[英]Attempt to avoid duplicated code with CTE takes far too long
I need to create a view with some calculated and aggregated values.我需要创建一个包含一些计算和聚合值的视图。 So I need certain values multiple times, like total_dist_pts
in the example below.所以我需要多次使用某些值,例如下例中的total_dist_pts
。
There is a loc_a_run
table with about 350 rows so far (constantly growing) and a loc_a_pline
table with somewhat more than 4 million rows (also growing):到目前为止,有一个loc_a_run
表有大约 350 行(不断增长),还有一个loc_a_pline
表有超过 400 万行(也在增长):
prod=# \d loc_a_run
Table "public.loc_a_run"
Column | Type | Collation | Nullable | Default
----------------+--------------------------+-----------+----------+-----------------------------
loc_a_run_id | integer | | not null | generated always as identity
execution_time | timestamp with time zone | | not null | CURRENT_TIMESTAMP(0)
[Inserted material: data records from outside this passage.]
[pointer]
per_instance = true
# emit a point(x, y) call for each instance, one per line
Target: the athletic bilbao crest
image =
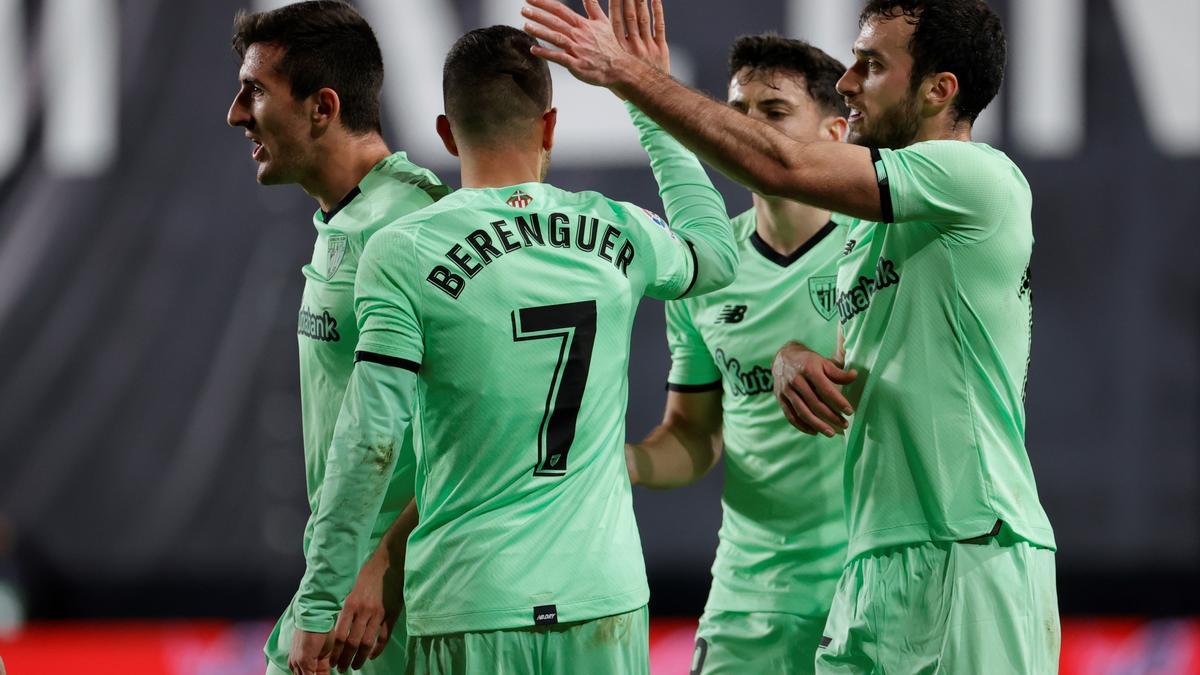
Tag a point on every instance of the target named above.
point(519, 199)
point(336, 252)
point(823, 292)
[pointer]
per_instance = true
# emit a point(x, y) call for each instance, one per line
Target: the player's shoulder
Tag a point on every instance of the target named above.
point(958, 157)
point(396, 172)
point(396, 186)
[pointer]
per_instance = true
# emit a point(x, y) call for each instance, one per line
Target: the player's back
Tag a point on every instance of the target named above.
point(523, 298)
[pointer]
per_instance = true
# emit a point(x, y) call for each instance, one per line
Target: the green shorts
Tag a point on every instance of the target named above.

run_type_id | smallint | | not null |
...
has_errors | boolean | | |
Indexes:
"loc_a_run_pkey" PRIMARY KEY, btree (loc_a_run_id)
prod=# \d loc_a_pline
Table "public.loc_a_pline"
Column | Type | Collation | Nullable | Default
----------------+-----------+-----------+----------+-----------------------------
loc_a_pline_id | bigint | | not null | generated always as identity
loc_a_run_id | integer | | not null |
is_top | boolean | | not null |
...
dist_left | numeric | | not null |
dist_right | numeric | | not null |
...
Indexes:
"loc_a_pline_pkey" PRIMARY KEY, btree (loc_a_pline_id)
Foreign-key constraints:
"loc_a_pline_loc_a_run_id_fkey" FOREIGN KEY (loc_a_run_id) REFERENCES loc_a_run(loc_a_run_id) ON UPDATE CASCADE ON DELETE CASCADE
The solution I use right now:我现在使用的解决方案:
SELECT run.loc_a_run_id AS run_id
, run_type.run_type
, SUM(
CASE
WHEN pline.is_top IS true
THEN ROUND(pline.dist_right - pline.dist_left, 2)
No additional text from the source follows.